I'm glad I took the 335 plant out of the hoop house yesterday.  About an inch of rain in Denver today so far.   On Tuesday it is supposed to be about 90 degrees and with the moist soil and the warm sun the plants are going to love it.

Saturday, June 7, 2014

335 Plant is Out of the Hoop House Now

The 335 Scherber pumpkin plant is out of the hoop house now.  It is growing well now and shaping up to be a very nice plant.  The most interesting thing about this plant is the root system.  There appear to be lots of roots.  When I was burying the vines after taking the hoop house off I was running into lots of little pumpkin roots as I was gathering dirt.  You like to see that.

This evening I gave both plants a foliar application of multi-mineral and a touch of fish & seaweed.

Thursday, June 5, 2014

Pumpkin Plant is Out of the Hoop House Now

I took the 1791 plant out of the hoop house today.  It was  a little scary because it was 2 feet out of the house (the main vine is a little longer than 9 feet now) so trying to maneuver it and not snap off the main vine was a challenge. I would only do this during the heat of the day when the vine is a little more rubbery.

Once I got the plant out of the hoop house I started staking down the vines with bamboo sticks and burying the vines.  If you bury the vines you'll get roots out of the top and the bottom of the vines at each leaf node.  I also took off the start of any tertiary vines because you don't need those and if you let those grow you will end up with a jungle mess of  vines.  Lastly I put down a little myko and Azos at each leaf node.

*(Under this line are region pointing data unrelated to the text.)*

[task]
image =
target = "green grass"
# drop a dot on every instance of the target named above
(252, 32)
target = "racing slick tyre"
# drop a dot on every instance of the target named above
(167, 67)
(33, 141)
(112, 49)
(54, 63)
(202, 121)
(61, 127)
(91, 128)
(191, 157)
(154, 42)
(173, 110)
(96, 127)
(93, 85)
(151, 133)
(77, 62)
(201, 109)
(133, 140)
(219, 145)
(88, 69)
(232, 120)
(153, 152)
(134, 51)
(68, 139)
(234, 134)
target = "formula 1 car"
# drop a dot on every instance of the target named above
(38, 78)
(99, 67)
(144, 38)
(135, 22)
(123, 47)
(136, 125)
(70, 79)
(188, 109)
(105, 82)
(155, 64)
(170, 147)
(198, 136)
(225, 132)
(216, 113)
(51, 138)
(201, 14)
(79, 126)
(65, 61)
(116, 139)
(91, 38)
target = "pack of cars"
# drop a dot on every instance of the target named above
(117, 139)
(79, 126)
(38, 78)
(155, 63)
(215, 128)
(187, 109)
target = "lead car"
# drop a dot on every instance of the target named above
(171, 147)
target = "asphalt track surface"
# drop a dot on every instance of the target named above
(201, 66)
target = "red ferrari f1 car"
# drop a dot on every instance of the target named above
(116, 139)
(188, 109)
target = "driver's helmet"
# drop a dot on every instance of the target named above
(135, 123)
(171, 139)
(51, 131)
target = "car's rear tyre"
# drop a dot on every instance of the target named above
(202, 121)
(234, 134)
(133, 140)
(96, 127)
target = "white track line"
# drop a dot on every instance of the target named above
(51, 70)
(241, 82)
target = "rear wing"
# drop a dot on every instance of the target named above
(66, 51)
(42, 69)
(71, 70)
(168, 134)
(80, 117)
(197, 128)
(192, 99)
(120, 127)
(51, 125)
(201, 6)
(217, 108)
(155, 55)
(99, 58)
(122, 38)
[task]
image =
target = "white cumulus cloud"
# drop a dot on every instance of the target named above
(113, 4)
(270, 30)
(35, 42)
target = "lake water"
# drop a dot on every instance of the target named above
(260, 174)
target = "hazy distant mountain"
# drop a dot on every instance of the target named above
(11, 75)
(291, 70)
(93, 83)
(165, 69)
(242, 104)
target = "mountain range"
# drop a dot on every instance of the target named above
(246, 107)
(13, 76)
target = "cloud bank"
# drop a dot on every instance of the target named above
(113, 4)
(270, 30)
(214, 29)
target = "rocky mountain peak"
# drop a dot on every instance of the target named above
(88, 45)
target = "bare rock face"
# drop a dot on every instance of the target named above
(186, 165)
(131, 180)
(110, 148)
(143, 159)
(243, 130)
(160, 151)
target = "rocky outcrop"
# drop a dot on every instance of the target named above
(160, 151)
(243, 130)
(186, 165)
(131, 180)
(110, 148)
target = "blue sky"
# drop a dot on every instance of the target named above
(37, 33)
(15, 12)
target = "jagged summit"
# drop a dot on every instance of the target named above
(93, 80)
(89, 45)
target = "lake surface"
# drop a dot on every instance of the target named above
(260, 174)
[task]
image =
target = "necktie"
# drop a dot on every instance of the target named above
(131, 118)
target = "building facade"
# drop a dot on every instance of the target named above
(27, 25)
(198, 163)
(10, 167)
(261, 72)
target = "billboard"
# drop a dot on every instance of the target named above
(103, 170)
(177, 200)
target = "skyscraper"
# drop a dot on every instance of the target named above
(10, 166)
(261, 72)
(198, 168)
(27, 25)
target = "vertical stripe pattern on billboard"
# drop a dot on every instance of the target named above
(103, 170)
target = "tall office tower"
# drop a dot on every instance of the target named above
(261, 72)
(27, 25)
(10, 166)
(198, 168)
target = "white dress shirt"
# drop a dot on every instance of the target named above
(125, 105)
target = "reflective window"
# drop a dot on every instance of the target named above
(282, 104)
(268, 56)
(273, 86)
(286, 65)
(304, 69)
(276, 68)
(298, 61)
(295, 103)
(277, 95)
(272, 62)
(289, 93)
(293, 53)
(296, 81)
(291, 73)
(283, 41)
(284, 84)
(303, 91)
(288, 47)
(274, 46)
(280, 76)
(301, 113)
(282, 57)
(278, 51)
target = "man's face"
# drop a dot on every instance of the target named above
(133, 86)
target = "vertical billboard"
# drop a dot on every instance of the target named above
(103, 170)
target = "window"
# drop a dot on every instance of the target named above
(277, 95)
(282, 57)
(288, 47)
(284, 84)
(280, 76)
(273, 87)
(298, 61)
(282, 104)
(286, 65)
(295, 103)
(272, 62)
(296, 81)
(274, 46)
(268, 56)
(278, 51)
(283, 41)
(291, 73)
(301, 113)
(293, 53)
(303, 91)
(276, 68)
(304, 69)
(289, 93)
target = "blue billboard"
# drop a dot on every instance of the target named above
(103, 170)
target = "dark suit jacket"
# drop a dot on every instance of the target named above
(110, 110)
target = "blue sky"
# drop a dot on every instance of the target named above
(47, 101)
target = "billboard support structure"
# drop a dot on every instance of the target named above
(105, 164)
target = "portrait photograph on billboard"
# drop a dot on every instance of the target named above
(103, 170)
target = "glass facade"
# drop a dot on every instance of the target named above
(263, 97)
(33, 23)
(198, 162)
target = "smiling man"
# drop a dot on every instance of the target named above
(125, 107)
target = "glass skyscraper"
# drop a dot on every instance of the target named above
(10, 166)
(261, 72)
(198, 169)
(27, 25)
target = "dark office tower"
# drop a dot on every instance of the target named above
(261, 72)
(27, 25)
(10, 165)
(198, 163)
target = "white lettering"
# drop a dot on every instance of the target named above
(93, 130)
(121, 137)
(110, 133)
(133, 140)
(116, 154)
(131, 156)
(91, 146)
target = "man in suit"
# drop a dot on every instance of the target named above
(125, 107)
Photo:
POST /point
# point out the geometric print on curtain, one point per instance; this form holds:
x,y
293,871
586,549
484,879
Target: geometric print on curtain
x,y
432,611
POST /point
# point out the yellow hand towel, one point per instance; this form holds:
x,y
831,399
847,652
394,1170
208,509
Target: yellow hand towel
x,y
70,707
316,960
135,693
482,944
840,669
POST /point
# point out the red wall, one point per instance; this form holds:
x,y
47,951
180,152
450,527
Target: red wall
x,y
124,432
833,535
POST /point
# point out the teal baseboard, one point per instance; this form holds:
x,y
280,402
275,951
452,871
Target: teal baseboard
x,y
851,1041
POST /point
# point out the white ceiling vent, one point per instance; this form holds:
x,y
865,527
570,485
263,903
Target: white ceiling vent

I'll use a modified Christmas tree pattern for my vines.  From the main vine I'll let the side vines grow out and I kind of bend them back towards the stump so it looks like a Christmas tree laying on the ground.  A good example of what this looks like can be seen at on this old blog post.

After burying the vines, I then put up a silt fence to help protect the plant from wind.  The plants are kind of vulnerable at this point until the side vines get a little longer and have roots down to anchor the plant.

Wednesday, June 4, 2014

Some More Probiotics for the Pumpkin Patch

This evening I sprayed the entire patch with 1 Biotamax tablet, 1/4 cup of Azos and about a half a cup of liquid seaweed.  After spraying everything I then watered the pumpkin patch to help get it soaked in.  The beneficial bacteria and fungi in what was sprayed should help build a healthy soil food web that will help feed the pumpkin plant as the vines grow out.

Looks like I'm going to have to take the hoop houses off of both plants tomorrow.  They are busting at the seams now.

Monday, June 2, 2014

Tilled the Patch & Put Up the Hail Netting

This evening I tilled the pumpkin patch to get the cover crop tilled into the soil. I've never had so much biomass from a cover crop before.  The rains we've had the last three weeks made the rye grass just grow like crazy.  I tilled into the patch 2lbs of kelp meal (not nearly enough) and about 15lbs of gypsum for the calcium.

After tilling the soil I put the hail netting up over the patch.  If you are wondering why you would put up hail netting over 1,000 square feet of pumpkin patch you haven't lived in Colorado the last two weeks.  Hail capital USA.

Both pumpkin plants seem really happy right now.  The 335 plant I've noticed has really come on the last few days.  The 1791 side vines are now growing quickly.  It is past the end of the hoop house but I'm going to try to keep it in the hoop house for a couple of more days.